The fact is that the pool of dedicated readers of literature, as a rule of thumb, is a comparatively small fraction of the general public. In commercial terms, it was once estimated at about ten percent of the so-called “entertainment” dollar, which might not take into account book lending. The dedicated e-reader is the obvious device of choice for those who treat reading as their essential pastime. For those authors, like myself, weeding out the occasional reader that opts for the multipurpose tablet is actually good news since it helps identify dedicated consumers of literature, fiction and non-fiction. Still, some serious readers do opt for the tablet.
The printed book has served its various reading constituencies well. Book lovers were happy to immerse themselves in a book with no other thought in mind than what the book had to impart. Print book enthusiasts will continue to indulge in the false optimism of a return to its glory days, but as the latest reports from Barnes and Noble indicate, that business model faces severe economic hurdles.
More optimistic are sales reports from independent bookstores indicating that while the marketplace for printed books does have a future, it will evolve into smaller circles of dedicated readers, smaller outlets, smaller print runs, and as a consequence, smaller author advances and available promotion dollars. In other words, the future of books will be a hands-on business with smaller, specialized bookstores.
It seems logical to conclude that the first responders to the beta e-readers had chosen this medium for reasons of convenience, novelty and mobility. In the fiction area, most were genre readers, particularly in the Romance Fiction category, a genre that continues to dominate the digital reading community.
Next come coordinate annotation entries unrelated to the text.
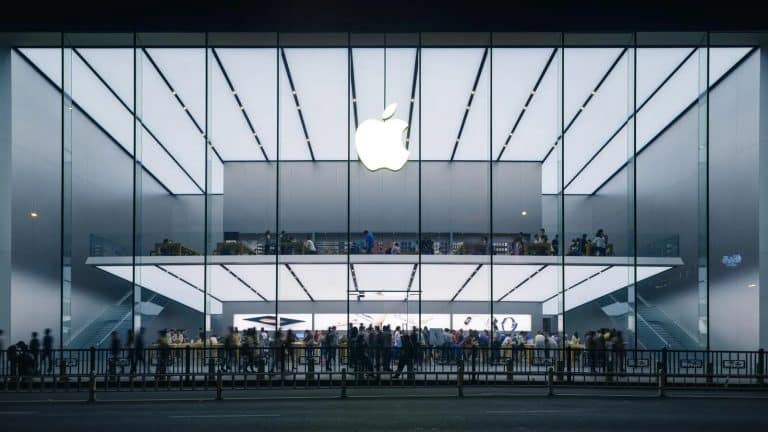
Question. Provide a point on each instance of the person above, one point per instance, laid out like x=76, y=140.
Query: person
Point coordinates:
x=330, y=348
x=617, y=345
x=573, y=248
x=138, y=351
x=599, y=339
x=575, y=339
x=540, y=344
x=517, y=246
x=12, y=357
x=369, y=241
x=397, y=342
x=600, y=243
x=290, y=339
x=406, y=356
x=387, y=348
x=484, y=342
x=34, y=348
x=395, y=248
x=268, y=243
x=309, y=246
x=47, y=351
x=114, y=352
x=278, y=352
x=163, y=353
But now that e-reader devices are ubiquitous and more user-friendly for dedicated fiction readers, many older and for whom the reading experience is an ingrained and a dominant part of their lives, the likelihood is that users will adapt their reading habits to the device that is closer to the print product.
As a practitioner of the novelist’s craft and one who pioneered the e-reader technology since 2007, my hunch is that serious readers will prefer the exclusive e-reader to the multipurpose tablet. Younger readers who have cut their teeth on technology, however, and whose expectations of the cyber experience have been literally honed since birth will opt for the device with the most possibilities, even if they develop into dedicated readers.
Traditionalists and others who have seen the recent media stories of the decline in ebook sales are misreading the facts. The ebook market share will continue to escalate, and it will soon completely dominate the textbook industry. E-readers will yield ground to the tablet, but the truly passionate reader will stick with the exclusivity of the new round of advanced exclusive e-readers.
Still, despite the joyful optimism of print book lovers, there can be no denying the impact of the digital reader, whether in the form of a feature or app on a tablet, cell phone, desktop or whatever device the future will bring. Like it or not, the printed book as an economic model is in the process of unraveling.
It will survive as long as the generation that grew up with the printed book remains an economic factor in its survival. When that generation passes into history the digital bookshelf will be the dominant technology for the reading public. Unfortunately, its decline is as inevitable as the rising and setting of the sun.